3D g-C3N4/Mn3O4 heterostructures towards high energy density supercapacitor

Graphic carbon nitride (g-C 3 N 4 ) as a typical photocatalyst has large specific surface area and high stability. However, the application for supercapacitors is limited because of its poor electrical conductivity. In this paper, three-dimensional (3D) g-C 3 N 4 /Mn 3 O 4 heterostructures with enhanced supercapacitor properties were constructed by a two-step synthesis. The precursor of 3Dg-C 3 N 4 /Mn 3 O 4 was firstly prepared by a freeze-drying process using NaCl as templates.

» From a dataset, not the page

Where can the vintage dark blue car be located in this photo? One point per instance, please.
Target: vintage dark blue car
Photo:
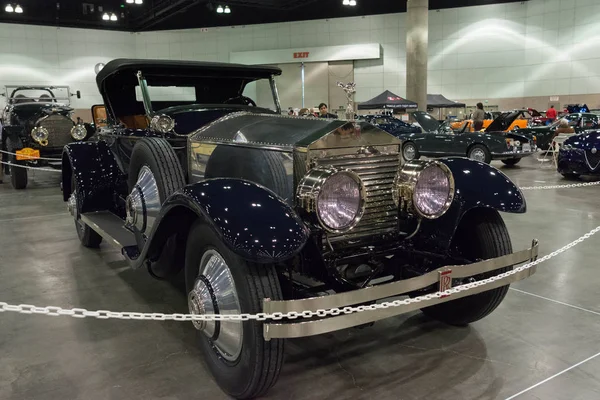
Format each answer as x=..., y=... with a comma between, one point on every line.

After thermal polymerization at high temperature and subsequent removal of NaCl, 3D g-C 3 N 4 /Mn 3 O 4 heterostructures were constructed. As prepared samples revealed high specific capacitance performance which is related the well dispersion of Mn 3 O 4 in 3D g-C 3 N 4 networks to expose more redox catalytic centers. The result indicated with a current density of 1 A/g, the specific capacitance of sample prepared using optimized conditions was 753.9 F g −1 which is much higher than that of other samples. The stability test indicates the sample revealed high stability (84.1 %) after 5000 cycles under 5 A/g because of excellent structural stability of g-C 3 N 4 . The result provides a useful strategy for the application of g-C 3 N 4 in energy storage.